Robust Maneuverability in Flipper-Based Systems Across Complex Terrains

Abstract Sea turtle hatchlings display maneuvering capabilities across diverse aquatic and coastal terrains. While turning behavior is crucial in aquatic environments, it is equally vital for terrestrial locomotion by hatchlings that must quickly navigate obstacle-rich terrain on their way to the sea. This study introduces a robotic prototype that emulates the turning strategies of juvenile sea turtles to optimize turning rate and energy consumption across diverse terrestrial surfaces. The research investigates the rotational displacement capabilities of a bioinspired robot across five distinct gait configurations: one involving all flippers in a unique pattern, and four employing reduced flipper combinations, including front, diagonal, back, and single flippers.
We investigated the robot’s turning capabilities on diverse granular and compliant
media, including four specified rock sizes, a consistent foam platform, and dry sand.

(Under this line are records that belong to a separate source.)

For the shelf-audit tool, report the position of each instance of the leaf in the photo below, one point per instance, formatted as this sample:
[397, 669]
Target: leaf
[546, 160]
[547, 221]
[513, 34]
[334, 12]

Comparative analyses were conducted using rigid and soft flipper designs. Key
locomotion features, including roll, pitch, yaw, and lift height, were quantified for
each configuration. The results reveal significant differences in rotational behavior
across terrains and gait styles, highlighting the interplay between flipper design, gait
strategy, and environmental adaptability. This research advances the understanding
of bioinspired robotics for applications in complex and variable environments.